Ты ошибаешься, если думаешь, будто Радость можно почерпнуть преимущественно из отношений с другими людьми. Бог распространил ее повсюду. Она – во всем и каждом, что мы в состоянии ощутить. Просто мы должны проявить храбрость, отвернуться от привычного образа жизни и выбрать необычные пути.
Я уверен, что тебе не нужно ни меня, ни кого-либо другого рядом, чтобы озарить свою жизнь новым светом. Он уже ждет тебя, ты должен лишь протянуть руку. Твои единственные враги – ты сам и твое собственное упрямство, мешающее отправиться в новый путь.
Рон, я очень надеюсь, что ты оставишь Солтон Сити, прикрепишь к своему пикапу небольшой фургон и повидаешь кое-что из великих произведений Бога, сотворенных им на американском Западе. Ты увидишь много чудес и повстречаешь людей, у которых есть чему поучиться. И ты должен путешествовать экономно – никаких мотелей, готовить самостоятельно, тратить как можно меньше, и твоя радость будет более насыщенной. Надеюсь, когда мы встретимся вновь, ты станешь другим человеком, набравшимся опыта во множестве приключений. Довольно колебаний и отговорок. Просто сделай это. Ты будешь очень-очень счастлив, что так поступил.
Всего доброго, Рон.
Алекс
Пожалуйста, пиши на адрес:
Алекс МакКэндлесс
Мэдисон, Южная Дакота 57042
Удивительно, но восьмидесятипятилетний старик принял нахальный совет двадцатичетырехлетнего бродяги близко к сердцу. Франц отнес свой скарб в камеру хранения, купил «Дюраван», оснастил его койками и оборудованием для путешествий. Затем он выехал из своей квартиры и разбил лагерь в предгорьях.

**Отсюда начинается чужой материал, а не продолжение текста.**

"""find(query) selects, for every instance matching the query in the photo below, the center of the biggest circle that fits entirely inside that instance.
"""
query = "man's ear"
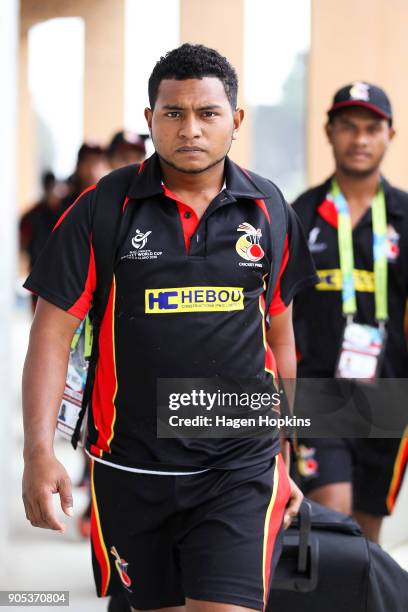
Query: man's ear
(328, 128)
(148, 113)
(239, 115)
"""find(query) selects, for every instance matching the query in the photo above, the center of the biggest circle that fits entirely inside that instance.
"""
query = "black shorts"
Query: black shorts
(212, 536)
(374, 466)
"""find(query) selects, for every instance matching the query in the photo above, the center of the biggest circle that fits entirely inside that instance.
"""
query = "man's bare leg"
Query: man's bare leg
(370, 525)
(194, 605)
(173, 609)
(337, 496)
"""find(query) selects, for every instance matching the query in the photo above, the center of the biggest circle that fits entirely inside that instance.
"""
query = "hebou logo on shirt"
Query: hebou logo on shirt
(193, 299)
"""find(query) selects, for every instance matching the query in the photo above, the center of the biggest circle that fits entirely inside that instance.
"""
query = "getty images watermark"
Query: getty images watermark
(211, 411)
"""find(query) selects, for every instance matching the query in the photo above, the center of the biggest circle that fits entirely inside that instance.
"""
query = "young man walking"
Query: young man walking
(175, 522)
(348, 215)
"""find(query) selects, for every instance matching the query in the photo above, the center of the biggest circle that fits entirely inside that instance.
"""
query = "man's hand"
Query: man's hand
(292, 508)
(43, 476)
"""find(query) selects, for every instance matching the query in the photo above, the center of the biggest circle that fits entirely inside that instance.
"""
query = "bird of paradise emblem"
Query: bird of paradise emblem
(121, 566)
(248, 246)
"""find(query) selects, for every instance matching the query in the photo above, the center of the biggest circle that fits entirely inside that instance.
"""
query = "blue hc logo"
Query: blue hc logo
(162, 300)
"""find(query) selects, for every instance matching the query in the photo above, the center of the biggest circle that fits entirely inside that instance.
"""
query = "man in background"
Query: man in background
(345, 217)
(126, 148)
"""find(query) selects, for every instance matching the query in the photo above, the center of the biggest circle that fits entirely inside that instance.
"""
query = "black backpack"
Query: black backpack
(107, 235)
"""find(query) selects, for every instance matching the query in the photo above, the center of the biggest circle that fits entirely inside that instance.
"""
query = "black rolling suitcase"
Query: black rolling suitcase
(327, 565)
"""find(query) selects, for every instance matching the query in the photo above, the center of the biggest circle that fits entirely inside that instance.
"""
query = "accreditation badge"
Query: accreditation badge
(361, 352)
(77, 372)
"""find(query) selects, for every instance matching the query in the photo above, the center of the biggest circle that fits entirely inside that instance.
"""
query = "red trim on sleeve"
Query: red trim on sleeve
(277, 305)
(190, 222)
(327, 210)
(125, 204)
(64, 214)
(262, 206)
(83, 303)
(105, 387)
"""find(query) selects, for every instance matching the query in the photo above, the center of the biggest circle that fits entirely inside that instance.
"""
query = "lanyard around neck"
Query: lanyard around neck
(345, 241)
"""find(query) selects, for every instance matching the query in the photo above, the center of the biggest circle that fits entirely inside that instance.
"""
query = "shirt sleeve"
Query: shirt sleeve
(64, 273)
(297, 268)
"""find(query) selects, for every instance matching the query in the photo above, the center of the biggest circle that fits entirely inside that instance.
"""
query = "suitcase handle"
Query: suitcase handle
(297, 569)
(305, 524)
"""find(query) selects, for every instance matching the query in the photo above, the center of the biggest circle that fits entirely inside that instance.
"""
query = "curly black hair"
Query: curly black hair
(194, 62)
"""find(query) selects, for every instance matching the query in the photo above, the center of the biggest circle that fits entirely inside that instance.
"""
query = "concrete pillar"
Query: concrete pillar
(104, 67)
(220, 24)
(104, 75)
(364, 40)
(8, 105)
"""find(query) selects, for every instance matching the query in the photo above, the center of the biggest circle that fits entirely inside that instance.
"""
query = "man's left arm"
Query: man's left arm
(281, 339)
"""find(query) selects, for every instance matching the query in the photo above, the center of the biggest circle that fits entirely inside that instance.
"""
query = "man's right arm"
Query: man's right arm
(44, 377)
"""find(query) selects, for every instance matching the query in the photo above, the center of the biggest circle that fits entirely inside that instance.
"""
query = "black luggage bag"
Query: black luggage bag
(327, 564)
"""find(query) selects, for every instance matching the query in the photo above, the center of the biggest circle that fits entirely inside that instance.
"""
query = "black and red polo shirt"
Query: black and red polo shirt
(318, 318)
(187, 301)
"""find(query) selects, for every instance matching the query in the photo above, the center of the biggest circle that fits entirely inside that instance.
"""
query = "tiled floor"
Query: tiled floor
(38, 559)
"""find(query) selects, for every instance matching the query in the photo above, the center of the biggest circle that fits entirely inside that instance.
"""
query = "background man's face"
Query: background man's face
(125, 155)
(359, 139)
(192, 123)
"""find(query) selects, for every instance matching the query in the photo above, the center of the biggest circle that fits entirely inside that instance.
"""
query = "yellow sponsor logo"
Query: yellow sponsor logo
(193, 299)
(331, 280)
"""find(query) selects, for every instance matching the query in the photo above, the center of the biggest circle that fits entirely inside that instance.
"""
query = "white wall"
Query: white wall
(9, 11)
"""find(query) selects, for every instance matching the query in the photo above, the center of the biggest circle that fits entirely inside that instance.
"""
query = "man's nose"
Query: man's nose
(361, 137)
(190, 128)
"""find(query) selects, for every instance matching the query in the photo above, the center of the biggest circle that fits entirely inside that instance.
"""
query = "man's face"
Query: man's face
(359, 139)
(192, 124)
(91, 169)
(125, 155)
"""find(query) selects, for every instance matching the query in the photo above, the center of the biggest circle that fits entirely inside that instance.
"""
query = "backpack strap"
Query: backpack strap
(279, 212)
(109, 197)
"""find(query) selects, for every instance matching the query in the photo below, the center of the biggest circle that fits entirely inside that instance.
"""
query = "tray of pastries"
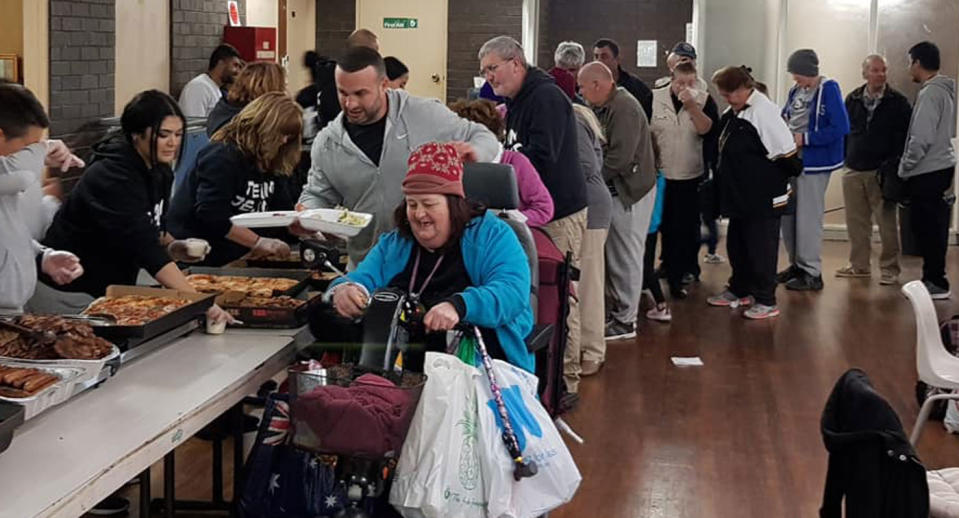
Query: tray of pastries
(141, 313)
(70, 343)
(36, 388)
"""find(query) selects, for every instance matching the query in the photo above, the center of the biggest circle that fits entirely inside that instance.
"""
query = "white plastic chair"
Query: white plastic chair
(936, 366)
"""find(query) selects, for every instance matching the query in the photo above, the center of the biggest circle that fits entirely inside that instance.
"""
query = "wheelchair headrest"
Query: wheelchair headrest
(492, 184)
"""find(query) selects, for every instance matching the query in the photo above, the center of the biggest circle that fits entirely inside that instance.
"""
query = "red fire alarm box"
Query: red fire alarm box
(253, 43)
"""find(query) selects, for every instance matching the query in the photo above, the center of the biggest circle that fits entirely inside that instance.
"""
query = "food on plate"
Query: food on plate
(24, 382)
(75, 340)
(135, 310)
(252, 286)
(350, 218)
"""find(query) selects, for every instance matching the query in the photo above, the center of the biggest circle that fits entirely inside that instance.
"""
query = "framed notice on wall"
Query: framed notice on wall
(9, 67)
(646, 53)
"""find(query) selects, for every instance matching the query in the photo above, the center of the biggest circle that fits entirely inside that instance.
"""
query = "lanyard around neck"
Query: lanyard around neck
(416, 268)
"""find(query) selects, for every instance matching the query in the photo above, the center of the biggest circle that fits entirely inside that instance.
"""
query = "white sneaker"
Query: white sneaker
(714, 259)
(660, 314)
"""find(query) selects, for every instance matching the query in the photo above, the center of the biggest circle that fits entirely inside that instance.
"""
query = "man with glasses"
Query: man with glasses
(540, 124)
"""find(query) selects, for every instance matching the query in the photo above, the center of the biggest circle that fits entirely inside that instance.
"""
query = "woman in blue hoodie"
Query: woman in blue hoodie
(816, 115)
(464, 264)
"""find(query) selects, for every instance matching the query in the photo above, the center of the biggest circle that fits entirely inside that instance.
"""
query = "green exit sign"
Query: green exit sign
(400, 23)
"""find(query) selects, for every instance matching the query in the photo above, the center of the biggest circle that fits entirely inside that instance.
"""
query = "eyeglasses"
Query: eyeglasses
(490, 69)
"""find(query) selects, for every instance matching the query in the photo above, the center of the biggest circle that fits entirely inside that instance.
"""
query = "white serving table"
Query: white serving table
(67, 459)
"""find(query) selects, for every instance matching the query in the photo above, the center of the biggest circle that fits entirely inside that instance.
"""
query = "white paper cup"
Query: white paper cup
(197, 247)
(215, 328)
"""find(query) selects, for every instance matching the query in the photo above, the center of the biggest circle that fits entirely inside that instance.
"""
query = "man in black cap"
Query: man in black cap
(606, 51)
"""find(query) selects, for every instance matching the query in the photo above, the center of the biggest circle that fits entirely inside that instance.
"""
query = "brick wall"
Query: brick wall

Франц обосновался в старом лагере МакКэндлесса, за горячими источниками. Он притащил несколько камней и устроил парковку для своего фургона, рассадил «для красоты» опунции и аморфы. А затем, день за днем, он принялся ждать возвращения своего юного друга.
Рональд Франц (по его просьбе я скрыл настоящее имя и дал ему псевдоним) выглядит удивительно крепким для человека, разменявшего девятый десяток и пережившего два инфаркта. Почти метр восемьдесят два сантиметра ростом, с мощными руками и бочкообразной грудью, он стоит прямо, не сутулясь. Уши у него непропорционально большие, равно как и грубые мясистые руки. Когда я вошел в его лагерь, он был одет в безупречно чистую белую футболку, старые джинсы с тисненым кожаным поясом собственного производства, белые носки и потертые черные мокасины. Его возраст выдавали только избороздившие лоб морщины и гордый, глубоко посаженный нос, на котором пурпурная филигрань сосудов смотрелась как искусная татуировка. Спустя год после гибели МакКэндлесса, его голубые глаза глядели недоверчиво.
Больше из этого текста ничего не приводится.